I’ll freely admit that I looked like I’d laid around in my pajamas all day. The kids were still wearing the clothes they’d slept in. I had changed my clothes, but I put on some ratty pajama pants and a sloppy t-shirt. My clothes were clean, but not public-ready.
Because I was already on Facebook, I began typing out all the things I could remember doing that day:
- I fed two children three times each. (Actually, it was four: breakfast, snack, lunch, snack.)
- I laid in bed with a toddler for 50 minutes while she fought going to sleep.
- I cleaned up the living room twice.
- I cleared the clutter from the dining room table and washed the tablecloth.
- I taught first grade – reading, phonics, spelling, comprehension, writing, math, science, geography, and Bible.

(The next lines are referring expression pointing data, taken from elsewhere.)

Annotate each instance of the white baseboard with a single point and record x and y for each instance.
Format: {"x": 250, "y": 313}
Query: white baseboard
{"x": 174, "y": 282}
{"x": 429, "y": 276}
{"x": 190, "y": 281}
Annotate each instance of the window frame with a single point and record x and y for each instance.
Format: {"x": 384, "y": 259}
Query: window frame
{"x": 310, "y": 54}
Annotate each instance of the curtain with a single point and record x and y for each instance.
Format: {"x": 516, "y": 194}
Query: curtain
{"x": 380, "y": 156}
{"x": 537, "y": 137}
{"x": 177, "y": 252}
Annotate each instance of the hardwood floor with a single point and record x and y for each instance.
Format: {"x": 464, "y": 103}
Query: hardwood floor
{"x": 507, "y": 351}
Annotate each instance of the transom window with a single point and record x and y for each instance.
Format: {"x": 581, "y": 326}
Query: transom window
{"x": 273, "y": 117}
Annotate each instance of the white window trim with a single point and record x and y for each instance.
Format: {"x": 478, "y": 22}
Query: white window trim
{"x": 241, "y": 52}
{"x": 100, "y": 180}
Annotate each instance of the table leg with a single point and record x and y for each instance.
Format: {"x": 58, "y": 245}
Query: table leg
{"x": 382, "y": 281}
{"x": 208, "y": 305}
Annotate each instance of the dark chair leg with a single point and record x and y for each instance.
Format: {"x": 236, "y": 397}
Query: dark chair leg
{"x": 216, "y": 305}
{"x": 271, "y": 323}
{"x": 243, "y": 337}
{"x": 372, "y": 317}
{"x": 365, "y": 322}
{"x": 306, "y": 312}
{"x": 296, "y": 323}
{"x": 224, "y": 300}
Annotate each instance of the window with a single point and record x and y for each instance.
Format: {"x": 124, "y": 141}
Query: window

- I played Barbies and princesses and doll house. I pretended to be Almanzo, Laura, Ma, and Mary.
- I read six books and two magazines.
- I sat in the bathroom with a toddler who wants to sit on the potty (but hasn’t yet actually used it) and twice saved the toilet paper from being stuffed down the toilet.
- I taught Grace how to use a spirograph and a scientific balance.
- I watered eight plants, including the five I started from leaves.
- I gathered markers from all over the house and put them in a bucket in the living room.
- I helped Grace make a craft.
- I wrote checks to pay some bills.
- I washed faces and hands and wiped butts.
- I smoothed over countless epic meltdowns and sibling squabbles.
I looked back up at him and said, “Yes, dear. I did something today.” and read the list from my Facebook wall.
Sheepish, he said, “I didn’t mean it like that! I meant ‘What did you do today?’ or ‘Did you do anything exciting today?’ I was just being interested in your day!”
I reminded him that he may have meant those things but what he said was, “Did you do anything today?”
This is a question that pierces a nerve amongst women (and probably stay at home men, too); my Facebook post was liked by 52 people.
Joe is very well-meaning, and he would never imply that I didn’t do anything all day. He has said many times that he wouldn’t want my job (neither the work from home part nor the stay at home with the kids part).
So why did that one poorly-worded but well-meaning question make me feel like I had to defend myself?